Several people have been convicted of defrauding the FECA program in recent years. However, the law requires the Department of Labor (DOL) Office of Workers' Compensation Programs (OWCP) to continue to pay benefits to these convicted individuals. As the law is currently written, the government cannot terminate benefits based only on a conviction for defrauding the program.

This provision of law undermines the success of agencies like DOL's Office of Inspector General (OIG), Office of Investigations; the Postal Inspection Service; and the Tennessee Valley Authority, which have aggressively pursued alleged fraud. DOL's Inspector General reviewed the records of 63 claimants who had been convicted of defrauding the program during fiscal years 1990 and 1991. Over half of the claimants continued to receive benefits from the very program they had defrauded.(1)

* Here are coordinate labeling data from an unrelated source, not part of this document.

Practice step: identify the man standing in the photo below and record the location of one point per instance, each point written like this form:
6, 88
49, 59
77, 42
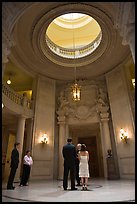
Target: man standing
13, 165
69, 154
77, 165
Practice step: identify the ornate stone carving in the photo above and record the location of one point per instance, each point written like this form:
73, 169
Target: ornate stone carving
102, 106
63, 105
125, 20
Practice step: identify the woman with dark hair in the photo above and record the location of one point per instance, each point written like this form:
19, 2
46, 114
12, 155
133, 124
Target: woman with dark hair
14, 165
27, 163
83, 166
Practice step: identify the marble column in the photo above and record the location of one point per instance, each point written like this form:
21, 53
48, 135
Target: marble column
20, 139
106, 142
29, 129
125, 22
62, 141
3, 69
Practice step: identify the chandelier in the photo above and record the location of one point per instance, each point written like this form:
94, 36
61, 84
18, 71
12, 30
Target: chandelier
76, 89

A former program analyst with the Department of the Treasury's Bureau of Public Debt allegedly failed to report that he was working while receiving FECA benefits. An investigation revealed that the individual had, in fact, made false statements to OWCP and fraudulently received almost $200,000 in FECA benefits. To further his scheme, the individual allegedly hired someone to murder the key witness who had supplied information that he was not totally disabled and actually was the owner or operator of four different corporations while receiving FECA benefits.2 Despite the fact that he was convicted in federal court on these charges, under the current statute, OWCP could not terminate compensation benefits based solely on his conviction for making false statements to obtain FECA benefits.


1. The FECA and section 1920 of title 18, United States Code, should be amended to make it a felony to knowingly and willfully make a false or misleading statement or representation in connection with the application for or receipt of FECA benefits.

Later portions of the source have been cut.